Le scénario à 4 % de PIB
Selon les projections publiées par les économistes du FMI, à savoir Martin Schindler, Nikola Spatafora et Andrew Tiffin, le statu quo coûterait très cher à la région. Si l’Afrique conserve son niveau actuel de préparation, l’IA ne contribuera qu’à hauteur de 0,2 % du PIB sur la prochaine décennie, ce qui équivaut à une simple erreur d’arrondi. En revanche, si les États posent dès aujourd’hui les jalons d’une adoption à grande échelle, les gains de productivité pourraient injecter jusqu’à 4 % de PIB supplémentaire en dix ans, apportant ainsi près d’un demi-point de croissance annuelle de plus à la région. « Dans la région, le principal atout de l’IA n’est pas qu’elle remplacera les employés de bureau, mais qu’elle dopera la productivité dans l’ensemble de l’économie. » indique le rapport FMI.

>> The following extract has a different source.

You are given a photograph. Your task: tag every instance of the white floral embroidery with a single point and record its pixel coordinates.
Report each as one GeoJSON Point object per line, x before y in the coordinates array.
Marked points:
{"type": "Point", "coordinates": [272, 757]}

Pendant des décennies, le secteur informel africain a été condamné à la précarité par manque d’accès aux outils de gestion, au crédit et à l’information ciblée. L’IA générative et les agents conversationnels légers viennent aujourd’hui briser ce verrou à travers des leviers très pragmatiques. Dans les champs, des applications d’observation et de conseil déjà testées au Kenya, au Nigéria ou au Rwanda envoient aux agriculteurs des recommandations personnalisées par SMS ou note vocale concernant les dates de semis, le dosage des engrais et la détection des ravageurs, ce qui permet d’accroître les rendements tout en réduisant le gaspillage. Dans les étals, un petit commerçant peut désormais utiliser un assistant vocal en langue locale pour suivre ses stocks, anticiper la demande et ajuster ses prix sans maîtriser de logiciels comptables complexes. Enfin, en facilitant la tenue d’une comptabilité simplifiée, l’IA abaisse la marche vers la formalisation, ouvrant progressivement aux micro-entreprises l’accès au crédit bancaire et aux marchés d’exportation. Cette dynamique rappelle le saut technologique de la finance mobile, où le Mobile Money a bancarisé des millions de citoyens sans attendre le déploiement d’agences physiques en démocratisant l’expertise à partir d’un simple téléphone portable.
L’heure des choix
Le risque majeur reste cependant celui d’une fracture numérique à double vitesse. Si les pays développés accélèrent pendant que les entreprises et administrations africaines stagnent, l’écart de productivité mondial se creusera de manière irréversible. Pour éviter ce piège, le FMI insiste d’abord sur la nécessité de construire des infrastructures de base solides. Il est en effet inutile de chercher à concevoir les modèles d’IA les plus puissants du monde, l’urgence étant d’être capable de les adopter, de les adapter et de les déployer rapidement.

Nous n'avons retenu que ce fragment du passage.